The transduction properties of intercostal muscle mechanoreceptors

BACKGROUND: Intercostal muscles are richly innervated by mechanoreceptors. In vivo studies of cat intercostal muscle have shown that there are 3 populations of intercostal muscle mechanoreceptors: primary muscle spindles (1°), secondary muscle spindles (2°) and Golgi tendon organs (GTO). The purpose of this study was to determine the mechanical transduction properties of intercostal muscle mechanoreceptors in response to controlled length and velocity displacements of the intercostal space. Mechanoreceptors, recorded from dorsal root fibers, were localized within an isolated intercostal muscle space (ICS).
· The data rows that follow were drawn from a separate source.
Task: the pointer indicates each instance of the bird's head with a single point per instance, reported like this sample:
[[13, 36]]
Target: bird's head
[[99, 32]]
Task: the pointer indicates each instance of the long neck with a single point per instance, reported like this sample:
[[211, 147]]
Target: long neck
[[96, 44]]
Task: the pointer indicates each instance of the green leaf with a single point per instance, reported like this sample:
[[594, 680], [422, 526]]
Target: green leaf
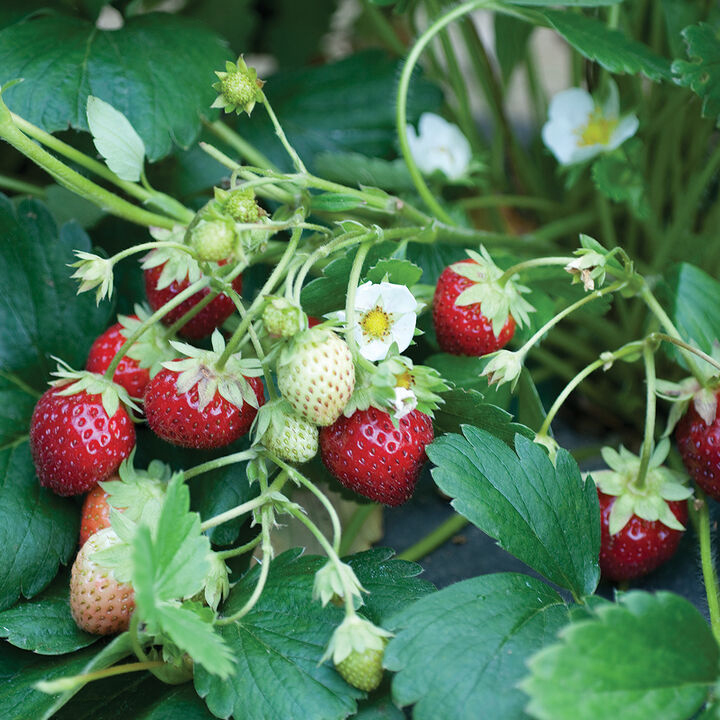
[[400, 272], [340, 107], [391, 584], [16, 406], [355, 169], [609, 48], [691, 296], [44, 624], [40, 314], [335, 202], [38, 530], [116, 139], [468, 407], [157, 70], [280, 641], [328, 292], [511, 42], [464, 648], [544, 514], [702, 73], [649, 656]]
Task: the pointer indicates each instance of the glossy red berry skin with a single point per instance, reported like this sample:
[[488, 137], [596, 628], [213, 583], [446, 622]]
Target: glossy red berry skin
[[208, 319], [129, 374], [641, 546], [177, 419], [699, 447], [463, 329], [73, 442], [95, 514], [367, 454]]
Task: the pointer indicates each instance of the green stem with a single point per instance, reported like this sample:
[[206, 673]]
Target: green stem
[[20, 186], [157, 315], [101, 170], [401, 103], [218, 463], [357, 520], [297, 162], [355, 273], [437, 537], [245, 507], [702, 515], [649, 435], [535, 262], [241, 549], [246, 150], [672, 331], [267, 288], [73, 180]]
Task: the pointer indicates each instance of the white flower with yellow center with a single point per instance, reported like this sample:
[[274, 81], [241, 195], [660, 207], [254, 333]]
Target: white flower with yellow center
[[579, 128], [439, 145], [384, 314]]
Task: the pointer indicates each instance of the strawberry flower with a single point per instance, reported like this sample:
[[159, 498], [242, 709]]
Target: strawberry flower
[[439, 145], [384, 314], [579, 128]]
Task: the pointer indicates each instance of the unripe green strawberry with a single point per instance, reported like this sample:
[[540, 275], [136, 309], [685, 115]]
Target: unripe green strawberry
[[99, 603], [241, 206], [362, 670], [283, 319], [316, 375], [297, 441], [213, 240]]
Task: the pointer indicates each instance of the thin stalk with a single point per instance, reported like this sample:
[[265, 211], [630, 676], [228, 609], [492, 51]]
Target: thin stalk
[[650, 403], [297, 162], [146, 195], [246, 150], [702, 516], [20, 186], [401, 104], [157, 315], [433, 540], [219, 462], [73, 180]]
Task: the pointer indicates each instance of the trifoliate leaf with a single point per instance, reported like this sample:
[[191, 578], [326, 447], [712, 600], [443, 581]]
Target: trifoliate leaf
[[116, 139]]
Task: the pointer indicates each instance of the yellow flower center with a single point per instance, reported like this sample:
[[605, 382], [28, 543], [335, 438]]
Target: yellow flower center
[[404, 380], [375, 323], [598, 130]]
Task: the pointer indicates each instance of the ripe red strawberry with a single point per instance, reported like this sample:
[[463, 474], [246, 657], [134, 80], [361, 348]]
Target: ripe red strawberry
[[464, 329], [177, 418], [129, 374], [367, 454], [641, 546], [207, 320], [99, 603], [699, 446], [95, 514], [74, 443]]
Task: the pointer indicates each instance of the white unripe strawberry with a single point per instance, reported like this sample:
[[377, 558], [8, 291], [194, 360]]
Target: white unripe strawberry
[[99, 603], [316, 375]]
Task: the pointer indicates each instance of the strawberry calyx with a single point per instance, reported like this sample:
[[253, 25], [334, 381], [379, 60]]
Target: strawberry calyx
[[498, 298], [73, 382], [151, 349], [239, 88], [681, 394], [354, 634], [649, 502], [202, 368]]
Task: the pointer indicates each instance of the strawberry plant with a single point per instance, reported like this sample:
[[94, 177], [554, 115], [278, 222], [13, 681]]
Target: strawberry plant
[[239, 303]]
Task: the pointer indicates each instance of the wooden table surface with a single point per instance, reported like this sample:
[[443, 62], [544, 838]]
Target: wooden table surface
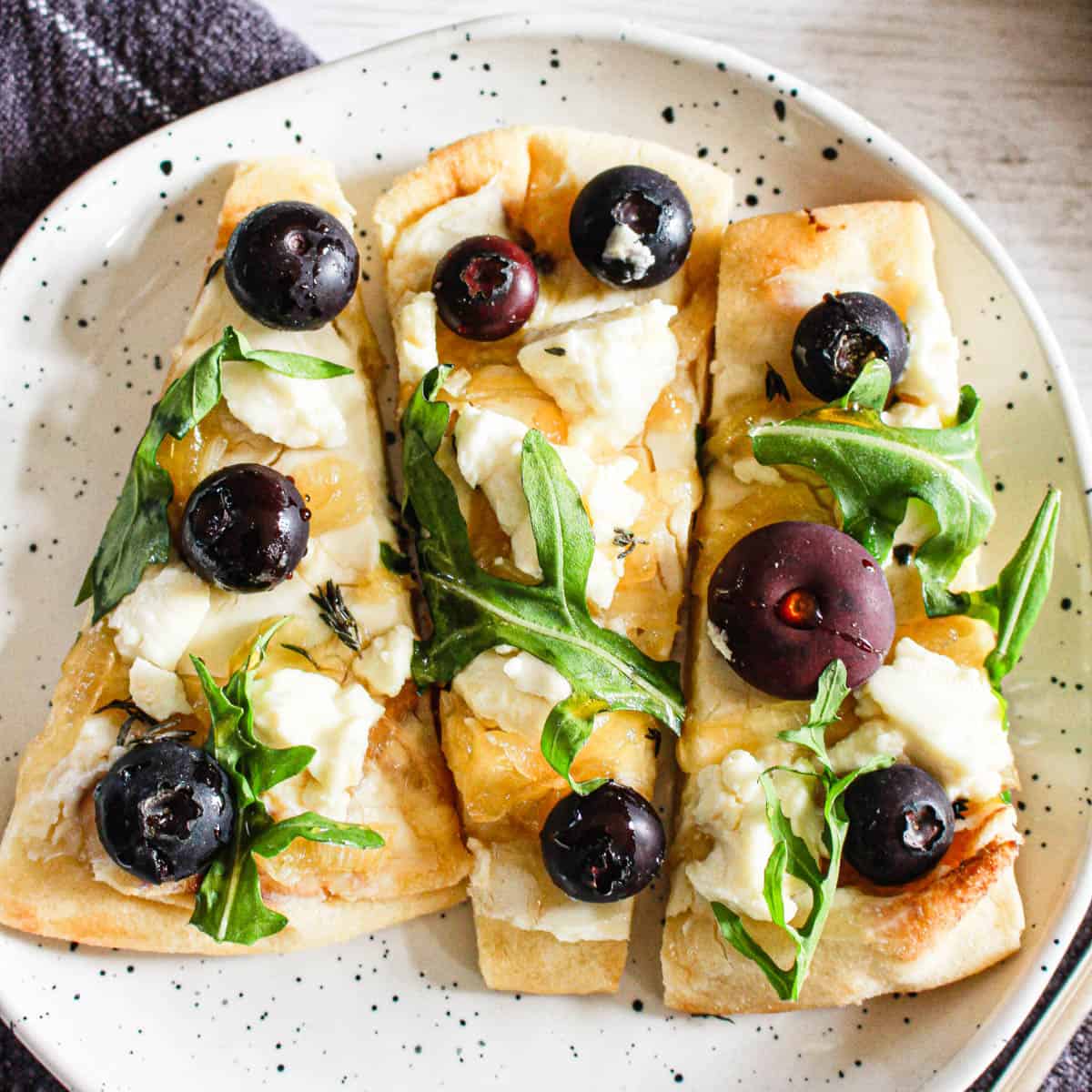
[[995, 96]]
Changes in ICS displacement and the velocity of ICS displacement were independently controlled with an electromagnetic motor. ICS velocity (0.5 – 100 μm/msec to a displacement of 2,000 μm) and displacement (50–2,000 μm at a constant velocity of 10 μm/msec) parameters encompassed the full range of rib motion. RESULTS: Both 1° and 2° muscle spindles were found evenly distributed within the ICS. GTOs were localized along the rib borders. The 1° spindles had the greatest discharge frequency in response to displacement amplitude followed by the 2° afferents and GTOs. The 1° muscle spindles also possessed the greatest discharge frequency in response to graded velocity changes, 3.0 spikes·sec(-1)/μm·msec(-1). GTOs had a velocity response of 2.4 spikes·sec(-1)/μm·msec(-1) followed by 2° muscle spindles at 0.6 spikes·sec(-1)/μm·msec(-1). CONCLUSION: The results of this study provide a systematic description of the mechanosenitivity of the 3 types of intercostal muscle mechanoreceptors. These mechanoreceptors have discharge properties that transduce the magnitude and velocity of intercostal muscle length.